I bicycled up to the corner of Commonwealth Avenue and Cedar Street from work, and got there about quarter past 1. The runners start from Hopkington at the stroke of noon, with the wheelchair participants starting separately earlier. Many wheelchair athletes had already gone past by the time I got there, and one was approaching as I pulled up. All the spectators applaud for all the competitors at this point, so you can tell when someone is passing from the noise. If you stay for an hour after the first runner passes, the stream of runners is constant and you have to either stop applauding for each one or keep clapping steadily -- which, after all, it seems a little wimpy not to do, since they have been running steadily for that much longer.

Comm Ave is flat for a ways before the runners get to City Hall, but just past there it starts going up hill, and Cedar Street is most of the way up that hill. It flattens out again for half a mile and then starts up the big hill to Boston College that's called Heartbreak Hill. The wheelchair athletes are working pretty hard going up the hill by Cedar, and you have to feel sorry knowing how much bigger Heartbreak Hill is. The lead often changes between the runners, too, going up Heartbreak Hill; today the woman who was second at Cedar started falling behind on Heartbreak Hill and finished seventh.

You can tell when the first runners are approaching from people listening to radio reports of the race, from the state policemen on motorcycles who come along to push spectators back off the road, and from the news helicopters that are circling above the lead runner. Then come a couple of official cars, and then the truck with a giant electronic clock and news photographers standing in the back. They must be on risers, because the sides of the truck slope up towards the front, and there are a lot of people with long long lenses standing in there.

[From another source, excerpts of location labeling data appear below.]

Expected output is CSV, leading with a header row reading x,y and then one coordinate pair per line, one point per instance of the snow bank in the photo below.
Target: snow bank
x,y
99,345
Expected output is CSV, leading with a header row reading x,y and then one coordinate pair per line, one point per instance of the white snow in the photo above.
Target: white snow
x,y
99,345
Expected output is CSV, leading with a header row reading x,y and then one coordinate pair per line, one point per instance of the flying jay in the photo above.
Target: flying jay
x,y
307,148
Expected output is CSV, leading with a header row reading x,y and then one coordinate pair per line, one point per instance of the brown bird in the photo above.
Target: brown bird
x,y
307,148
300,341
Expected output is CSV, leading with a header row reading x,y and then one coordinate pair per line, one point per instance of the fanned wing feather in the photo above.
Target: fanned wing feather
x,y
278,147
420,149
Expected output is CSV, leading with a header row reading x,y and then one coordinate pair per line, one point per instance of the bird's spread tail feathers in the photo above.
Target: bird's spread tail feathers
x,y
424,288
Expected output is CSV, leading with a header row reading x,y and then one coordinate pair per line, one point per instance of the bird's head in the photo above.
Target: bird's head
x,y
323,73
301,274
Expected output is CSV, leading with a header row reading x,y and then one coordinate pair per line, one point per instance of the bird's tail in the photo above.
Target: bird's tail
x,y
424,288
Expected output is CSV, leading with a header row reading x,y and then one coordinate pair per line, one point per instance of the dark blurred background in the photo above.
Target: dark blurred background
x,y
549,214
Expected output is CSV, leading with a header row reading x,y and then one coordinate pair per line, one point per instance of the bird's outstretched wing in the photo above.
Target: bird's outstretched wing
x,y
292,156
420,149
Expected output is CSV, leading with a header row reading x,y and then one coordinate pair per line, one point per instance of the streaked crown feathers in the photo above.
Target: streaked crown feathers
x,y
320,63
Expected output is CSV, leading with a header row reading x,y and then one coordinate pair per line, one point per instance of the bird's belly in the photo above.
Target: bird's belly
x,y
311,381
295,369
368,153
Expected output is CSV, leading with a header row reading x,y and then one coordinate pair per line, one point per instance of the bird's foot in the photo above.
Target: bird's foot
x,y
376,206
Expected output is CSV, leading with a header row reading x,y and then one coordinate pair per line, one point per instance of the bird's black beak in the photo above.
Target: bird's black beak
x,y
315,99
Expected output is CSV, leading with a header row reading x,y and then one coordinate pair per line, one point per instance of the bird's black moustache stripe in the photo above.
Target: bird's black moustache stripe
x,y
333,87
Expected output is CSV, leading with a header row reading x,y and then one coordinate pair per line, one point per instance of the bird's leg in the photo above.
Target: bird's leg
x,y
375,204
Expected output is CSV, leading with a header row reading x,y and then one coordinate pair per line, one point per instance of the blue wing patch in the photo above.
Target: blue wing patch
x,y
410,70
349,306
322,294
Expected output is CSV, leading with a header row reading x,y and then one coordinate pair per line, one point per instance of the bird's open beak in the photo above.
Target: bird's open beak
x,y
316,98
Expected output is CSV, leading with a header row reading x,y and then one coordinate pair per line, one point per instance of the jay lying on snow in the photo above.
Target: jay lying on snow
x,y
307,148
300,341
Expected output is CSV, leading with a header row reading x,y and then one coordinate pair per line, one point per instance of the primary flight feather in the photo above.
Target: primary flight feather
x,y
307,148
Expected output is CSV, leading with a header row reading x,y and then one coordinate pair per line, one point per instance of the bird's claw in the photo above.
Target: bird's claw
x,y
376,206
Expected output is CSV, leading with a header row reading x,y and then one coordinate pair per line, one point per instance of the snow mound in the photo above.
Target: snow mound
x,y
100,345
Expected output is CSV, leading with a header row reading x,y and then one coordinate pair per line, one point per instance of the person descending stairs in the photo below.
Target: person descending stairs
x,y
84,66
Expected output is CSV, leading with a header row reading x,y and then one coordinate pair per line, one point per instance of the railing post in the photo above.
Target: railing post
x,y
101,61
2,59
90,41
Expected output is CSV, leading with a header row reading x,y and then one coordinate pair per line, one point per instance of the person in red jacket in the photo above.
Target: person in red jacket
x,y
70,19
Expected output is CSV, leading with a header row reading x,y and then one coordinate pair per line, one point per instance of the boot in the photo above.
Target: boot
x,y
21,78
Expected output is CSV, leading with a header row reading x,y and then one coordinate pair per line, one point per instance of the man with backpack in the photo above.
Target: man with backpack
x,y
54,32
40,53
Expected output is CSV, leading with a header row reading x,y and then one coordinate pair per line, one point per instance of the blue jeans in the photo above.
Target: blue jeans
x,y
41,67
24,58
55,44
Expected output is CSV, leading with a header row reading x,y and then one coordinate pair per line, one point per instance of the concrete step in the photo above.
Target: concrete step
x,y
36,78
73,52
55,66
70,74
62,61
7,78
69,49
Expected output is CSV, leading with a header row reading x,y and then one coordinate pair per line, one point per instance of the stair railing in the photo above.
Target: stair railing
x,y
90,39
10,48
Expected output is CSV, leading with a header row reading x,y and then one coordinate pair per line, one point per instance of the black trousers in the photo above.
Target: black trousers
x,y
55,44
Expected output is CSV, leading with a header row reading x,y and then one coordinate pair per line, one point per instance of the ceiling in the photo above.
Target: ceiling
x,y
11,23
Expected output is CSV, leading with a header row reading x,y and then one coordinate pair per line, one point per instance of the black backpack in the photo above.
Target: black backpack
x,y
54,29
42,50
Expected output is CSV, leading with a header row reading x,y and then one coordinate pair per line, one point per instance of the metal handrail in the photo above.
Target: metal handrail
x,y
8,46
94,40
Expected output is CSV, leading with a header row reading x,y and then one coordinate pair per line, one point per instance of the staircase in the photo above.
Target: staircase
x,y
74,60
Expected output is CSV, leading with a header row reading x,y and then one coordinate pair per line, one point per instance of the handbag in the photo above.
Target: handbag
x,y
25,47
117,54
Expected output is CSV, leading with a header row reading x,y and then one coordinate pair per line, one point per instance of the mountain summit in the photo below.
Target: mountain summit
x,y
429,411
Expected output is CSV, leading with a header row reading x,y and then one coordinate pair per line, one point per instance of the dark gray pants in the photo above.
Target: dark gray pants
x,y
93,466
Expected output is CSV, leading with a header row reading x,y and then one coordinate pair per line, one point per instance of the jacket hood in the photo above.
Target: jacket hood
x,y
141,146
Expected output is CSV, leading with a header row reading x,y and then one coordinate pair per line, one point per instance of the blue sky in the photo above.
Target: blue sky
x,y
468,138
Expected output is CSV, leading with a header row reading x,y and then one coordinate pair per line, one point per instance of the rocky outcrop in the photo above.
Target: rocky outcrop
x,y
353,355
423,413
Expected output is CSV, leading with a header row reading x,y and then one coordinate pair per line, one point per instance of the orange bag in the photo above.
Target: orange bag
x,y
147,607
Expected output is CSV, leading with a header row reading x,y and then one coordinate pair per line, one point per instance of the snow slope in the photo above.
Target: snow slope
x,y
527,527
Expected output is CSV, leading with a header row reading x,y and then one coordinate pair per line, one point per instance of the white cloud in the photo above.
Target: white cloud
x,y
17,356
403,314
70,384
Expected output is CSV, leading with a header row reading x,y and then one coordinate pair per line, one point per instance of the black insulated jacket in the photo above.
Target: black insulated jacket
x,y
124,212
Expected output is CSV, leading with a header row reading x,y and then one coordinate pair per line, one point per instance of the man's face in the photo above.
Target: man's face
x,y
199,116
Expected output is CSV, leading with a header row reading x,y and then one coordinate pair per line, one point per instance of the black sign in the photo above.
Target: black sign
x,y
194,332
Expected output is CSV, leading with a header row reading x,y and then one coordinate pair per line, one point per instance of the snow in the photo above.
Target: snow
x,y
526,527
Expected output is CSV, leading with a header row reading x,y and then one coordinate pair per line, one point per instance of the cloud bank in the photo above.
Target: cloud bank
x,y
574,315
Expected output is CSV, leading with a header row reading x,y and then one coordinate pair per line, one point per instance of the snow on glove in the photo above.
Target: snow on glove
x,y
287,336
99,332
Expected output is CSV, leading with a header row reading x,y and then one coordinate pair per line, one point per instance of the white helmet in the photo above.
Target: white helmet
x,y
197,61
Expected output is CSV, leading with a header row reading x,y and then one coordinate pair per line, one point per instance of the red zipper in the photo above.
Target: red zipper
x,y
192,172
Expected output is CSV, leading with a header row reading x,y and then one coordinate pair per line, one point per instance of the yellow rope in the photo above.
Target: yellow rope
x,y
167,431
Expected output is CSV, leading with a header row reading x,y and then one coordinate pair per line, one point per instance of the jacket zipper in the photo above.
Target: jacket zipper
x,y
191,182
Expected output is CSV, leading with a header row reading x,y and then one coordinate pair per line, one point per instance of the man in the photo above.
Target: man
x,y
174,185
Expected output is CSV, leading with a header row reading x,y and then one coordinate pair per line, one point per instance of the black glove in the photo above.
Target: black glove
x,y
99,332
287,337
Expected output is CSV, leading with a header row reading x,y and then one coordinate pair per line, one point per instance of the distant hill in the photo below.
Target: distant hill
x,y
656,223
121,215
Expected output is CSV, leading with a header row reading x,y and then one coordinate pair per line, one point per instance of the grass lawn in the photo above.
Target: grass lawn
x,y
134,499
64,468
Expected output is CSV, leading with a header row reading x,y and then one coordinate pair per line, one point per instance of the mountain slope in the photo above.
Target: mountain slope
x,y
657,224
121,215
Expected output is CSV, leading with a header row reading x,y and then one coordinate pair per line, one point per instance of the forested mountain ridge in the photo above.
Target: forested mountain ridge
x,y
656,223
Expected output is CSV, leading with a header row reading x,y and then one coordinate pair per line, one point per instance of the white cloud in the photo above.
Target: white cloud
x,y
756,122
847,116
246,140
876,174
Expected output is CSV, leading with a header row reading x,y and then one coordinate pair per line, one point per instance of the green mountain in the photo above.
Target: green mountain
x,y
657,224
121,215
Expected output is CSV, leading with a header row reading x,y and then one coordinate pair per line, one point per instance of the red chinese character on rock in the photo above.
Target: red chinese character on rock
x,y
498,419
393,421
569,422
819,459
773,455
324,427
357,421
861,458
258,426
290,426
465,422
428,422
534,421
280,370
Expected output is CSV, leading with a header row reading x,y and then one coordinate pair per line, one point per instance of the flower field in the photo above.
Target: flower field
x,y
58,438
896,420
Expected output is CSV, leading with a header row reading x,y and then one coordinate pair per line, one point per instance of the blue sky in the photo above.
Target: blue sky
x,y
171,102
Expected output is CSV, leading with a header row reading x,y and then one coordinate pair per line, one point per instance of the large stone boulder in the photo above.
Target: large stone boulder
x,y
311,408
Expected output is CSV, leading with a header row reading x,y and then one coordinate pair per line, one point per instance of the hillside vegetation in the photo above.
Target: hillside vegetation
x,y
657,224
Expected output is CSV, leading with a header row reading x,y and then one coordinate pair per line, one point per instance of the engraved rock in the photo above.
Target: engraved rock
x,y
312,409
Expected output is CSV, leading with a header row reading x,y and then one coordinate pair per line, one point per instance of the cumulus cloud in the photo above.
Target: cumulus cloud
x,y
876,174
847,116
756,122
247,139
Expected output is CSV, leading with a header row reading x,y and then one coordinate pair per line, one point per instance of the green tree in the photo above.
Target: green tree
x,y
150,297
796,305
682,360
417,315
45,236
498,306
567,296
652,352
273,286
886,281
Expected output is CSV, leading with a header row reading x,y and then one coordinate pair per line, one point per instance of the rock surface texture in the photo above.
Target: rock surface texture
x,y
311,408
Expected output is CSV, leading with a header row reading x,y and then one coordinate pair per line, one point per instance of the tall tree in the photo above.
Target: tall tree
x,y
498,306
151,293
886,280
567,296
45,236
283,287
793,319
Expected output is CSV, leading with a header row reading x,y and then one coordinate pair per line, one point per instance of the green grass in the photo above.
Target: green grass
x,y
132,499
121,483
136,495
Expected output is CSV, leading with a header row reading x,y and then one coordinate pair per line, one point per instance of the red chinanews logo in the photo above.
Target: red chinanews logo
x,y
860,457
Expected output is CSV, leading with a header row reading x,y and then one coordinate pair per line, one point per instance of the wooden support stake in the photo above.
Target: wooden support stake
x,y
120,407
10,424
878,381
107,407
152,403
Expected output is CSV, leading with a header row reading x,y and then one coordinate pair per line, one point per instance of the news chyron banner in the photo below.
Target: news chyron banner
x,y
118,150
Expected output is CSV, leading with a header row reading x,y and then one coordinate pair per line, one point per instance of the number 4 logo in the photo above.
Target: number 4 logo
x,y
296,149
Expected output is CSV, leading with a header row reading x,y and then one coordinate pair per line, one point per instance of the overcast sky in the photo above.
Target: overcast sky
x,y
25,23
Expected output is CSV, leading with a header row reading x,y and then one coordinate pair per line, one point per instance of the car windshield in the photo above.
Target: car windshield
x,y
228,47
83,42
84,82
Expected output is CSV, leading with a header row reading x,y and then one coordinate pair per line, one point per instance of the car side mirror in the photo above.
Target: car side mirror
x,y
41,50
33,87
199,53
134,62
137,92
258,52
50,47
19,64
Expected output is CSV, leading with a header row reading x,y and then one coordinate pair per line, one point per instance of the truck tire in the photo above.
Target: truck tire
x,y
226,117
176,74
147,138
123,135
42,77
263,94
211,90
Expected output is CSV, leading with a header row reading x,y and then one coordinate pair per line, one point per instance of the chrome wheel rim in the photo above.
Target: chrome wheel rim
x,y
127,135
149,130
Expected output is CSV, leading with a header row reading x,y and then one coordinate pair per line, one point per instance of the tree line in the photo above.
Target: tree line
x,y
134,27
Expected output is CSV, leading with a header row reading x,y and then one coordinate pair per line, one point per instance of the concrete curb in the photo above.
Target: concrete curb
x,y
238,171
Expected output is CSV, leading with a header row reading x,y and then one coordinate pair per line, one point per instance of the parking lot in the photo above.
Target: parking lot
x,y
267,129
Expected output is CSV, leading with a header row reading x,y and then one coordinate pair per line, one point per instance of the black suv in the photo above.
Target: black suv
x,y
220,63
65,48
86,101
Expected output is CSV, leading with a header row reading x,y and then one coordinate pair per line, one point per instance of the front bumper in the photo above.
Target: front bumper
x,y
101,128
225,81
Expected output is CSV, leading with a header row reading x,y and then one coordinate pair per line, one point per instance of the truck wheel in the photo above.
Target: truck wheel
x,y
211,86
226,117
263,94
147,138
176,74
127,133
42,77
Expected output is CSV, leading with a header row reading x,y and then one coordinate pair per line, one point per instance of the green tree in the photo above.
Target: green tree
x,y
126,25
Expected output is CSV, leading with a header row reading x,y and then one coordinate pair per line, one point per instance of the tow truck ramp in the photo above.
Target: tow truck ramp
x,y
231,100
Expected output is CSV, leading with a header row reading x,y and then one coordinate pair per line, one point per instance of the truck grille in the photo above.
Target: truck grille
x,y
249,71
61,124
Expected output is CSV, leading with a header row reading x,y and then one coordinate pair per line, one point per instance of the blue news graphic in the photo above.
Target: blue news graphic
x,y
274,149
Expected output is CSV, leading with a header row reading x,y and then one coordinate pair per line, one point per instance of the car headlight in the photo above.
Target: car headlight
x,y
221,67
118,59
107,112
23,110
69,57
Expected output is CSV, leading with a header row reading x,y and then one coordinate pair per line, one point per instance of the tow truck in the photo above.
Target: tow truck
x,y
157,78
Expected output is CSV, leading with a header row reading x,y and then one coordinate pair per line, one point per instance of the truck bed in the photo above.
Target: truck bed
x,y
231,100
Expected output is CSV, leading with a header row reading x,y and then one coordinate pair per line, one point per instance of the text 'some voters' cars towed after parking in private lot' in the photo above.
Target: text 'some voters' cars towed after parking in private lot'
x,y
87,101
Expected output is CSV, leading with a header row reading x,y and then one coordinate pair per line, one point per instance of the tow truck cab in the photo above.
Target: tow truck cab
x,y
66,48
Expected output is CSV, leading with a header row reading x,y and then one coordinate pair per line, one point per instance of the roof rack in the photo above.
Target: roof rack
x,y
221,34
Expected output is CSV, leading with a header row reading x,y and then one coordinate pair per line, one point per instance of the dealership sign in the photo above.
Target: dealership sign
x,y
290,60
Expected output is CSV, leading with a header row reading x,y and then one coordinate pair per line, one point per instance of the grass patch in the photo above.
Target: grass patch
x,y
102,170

The clock said 1:37 when it went by. That should give me a good idea of when I need to get there next year. Come to think of it, that number sounds familiar from previous years.

The lead runner, of course, is next behind the truck. They must keep driving fast enough to leave him some room without exhaust -- it's hard enough to imagine running 26 miles in clean air, much less behind a truck. This year the lead runner was alone, with a good lead. Last year the leader was in a pack of seven or nine runners. There's no telling.

There's about as much fuss when the first woman runner comes by as when the first runner overall does. Certainly there's as much cheering. You have to tell by the color of the number they're wearing, the noise, and the helicopter, because, frankly, it's hard to tell that the best women marathoners are women at any distance.

And something I like, as a short guy, is that it's not a sport that much favors big people.

The runners who go by within 15 or 30 minutes of of the leaders almost all seem to be going strong. Once in a while there will be someone walking, but if anyone is walking that close to the leaders they must have been running almost all the way to here and just started walking. If you watch for an hour you'll start to see people just dragging themselves along and hoping to finish, but an amazing number of runners look as though they're going to finish just fine.

It's pretty moving to see that much determination up close. Whether or not it's a major international sporting event, it's worth walking or bicycling halfway across the city to see.